Indian students develop ‘lightest’ satellite, to be launched by NASA

Indian students develop ‘lightest’ satellite, to be launched by NASA

Four students from India have developed what could be the world’s lightest satellite which will be launched from a NASA facility in the US by August.
The first-year engineering students from Hindustan Institute of Technology and Science near Chennai built the 4cm ‘cube’ satellite ‘Jaihind-1S’ with a 3D printed outer casing from polylactic acid (PLA) nylon material, making it lighter than a medium sized egg, at just 33.39 grams.

KJ Harikrishnan, P Amarnath, G Sudhi and T Giri Prasad, students of Hindustan Institute of Technology, have developed a 4cm cube satellite that weighs 33.39grams. The satellite has been designed and fabricated for the ‘Cubes in Space’ competition conducted by Colorado Space Grant consortium, NASA and idoodle-learning. It will be flown on a scientific balloon up to an altitude of 70km.

The previous lightweight satellite developed by Rifath Sharook, also from Tamil Nadu, and launched in the same competition in 2017 had weighed 64 grams. “We designed the satellite to conduct three experiments – measure 20 weather parameters, test the nylon material in microgravity and track the trajectory while it is being flown. What makes the satellite unique is that all three experiments will be conducted at the same time,” said K J Harikrishan, one of the team members. “It cost us ?15,000, so it is also the cheapest satellite,” he added.

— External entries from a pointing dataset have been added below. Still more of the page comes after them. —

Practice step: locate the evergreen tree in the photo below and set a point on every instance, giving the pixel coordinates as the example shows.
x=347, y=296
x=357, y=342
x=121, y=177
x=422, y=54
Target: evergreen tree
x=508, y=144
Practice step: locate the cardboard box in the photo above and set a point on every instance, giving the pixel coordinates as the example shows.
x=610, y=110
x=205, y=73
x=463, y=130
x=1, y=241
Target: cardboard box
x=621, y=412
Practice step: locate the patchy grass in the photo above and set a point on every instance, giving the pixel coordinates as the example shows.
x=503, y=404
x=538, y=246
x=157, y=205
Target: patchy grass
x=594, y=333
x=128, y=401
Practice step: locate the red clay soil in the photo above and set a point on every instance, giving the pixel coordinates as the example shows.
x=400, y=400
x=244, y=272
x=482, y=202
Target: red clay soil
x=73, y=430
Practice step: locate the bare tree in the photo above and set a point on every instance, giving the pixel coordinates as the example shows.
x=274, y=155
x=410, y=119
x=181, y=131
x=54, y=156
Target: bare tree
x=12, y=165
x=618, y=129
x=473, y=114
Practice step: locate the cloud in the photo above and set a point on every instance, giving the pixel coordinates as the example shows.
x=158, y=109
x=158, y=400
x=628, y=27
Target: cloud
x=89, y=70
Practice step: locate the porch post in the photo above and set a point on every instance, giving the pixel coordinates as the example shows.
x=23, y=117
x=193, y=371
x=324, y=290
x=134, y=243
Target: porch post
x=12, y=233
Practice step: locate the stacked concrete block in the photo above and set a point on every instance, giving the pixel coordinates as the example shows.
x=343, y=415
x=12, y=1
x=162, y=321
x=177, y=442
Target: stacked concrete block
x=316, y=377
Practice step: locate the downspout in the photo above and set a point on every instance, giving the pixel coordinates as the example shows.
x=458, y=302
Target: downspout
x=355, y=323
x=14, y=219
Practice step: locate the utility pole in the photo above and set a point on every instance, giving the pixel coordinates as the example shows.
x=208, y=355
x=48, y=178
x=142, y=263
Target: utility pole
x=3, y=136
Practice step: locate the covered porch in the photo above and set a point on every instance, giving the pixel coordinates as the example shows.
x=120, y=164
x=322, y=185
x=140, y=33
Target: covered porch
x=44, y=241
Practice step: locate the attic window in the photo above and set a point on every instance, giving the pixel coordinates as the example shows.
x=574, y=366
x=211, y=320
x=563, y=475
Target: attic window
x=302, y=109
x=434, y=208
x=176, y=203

Harikrishan worked with his three teammates P Amarnath, G Sudhi and T Giri Prasad for two weeks to assemble the satellite and feed in the program.  As the balloon flies to an altitude of about 70km, the sensor modules in the satellite will begin measuring parameters like temperature, humidity, pressure and UV ray intensity as well as the movement and the trajectory of the balloon. The sensors will send the data to an onboard SD card through a microcontroller. Once the balloon reaches the desired altitude, the satellite will disengage from the balloon and fall. It will then be collected for data retrieval while the durability of the nylon material will also be assessed.

“The satellite has sensor modules that are programmed to measure and record four different parameters per second. So, we will get a large amount of data as the balloon flies to an altitude of 70km for almost a day,” the student said.

Professor G Dinesh Kumar, who was the faculty advisor, said the team improved the efficiency of the satellite by reducing its weight and opting for sensor modules that can measure more than one parameter at a time. “We tested the satellite up to a height of 40 feet. We will be sending it to the US later this week,” the professor said.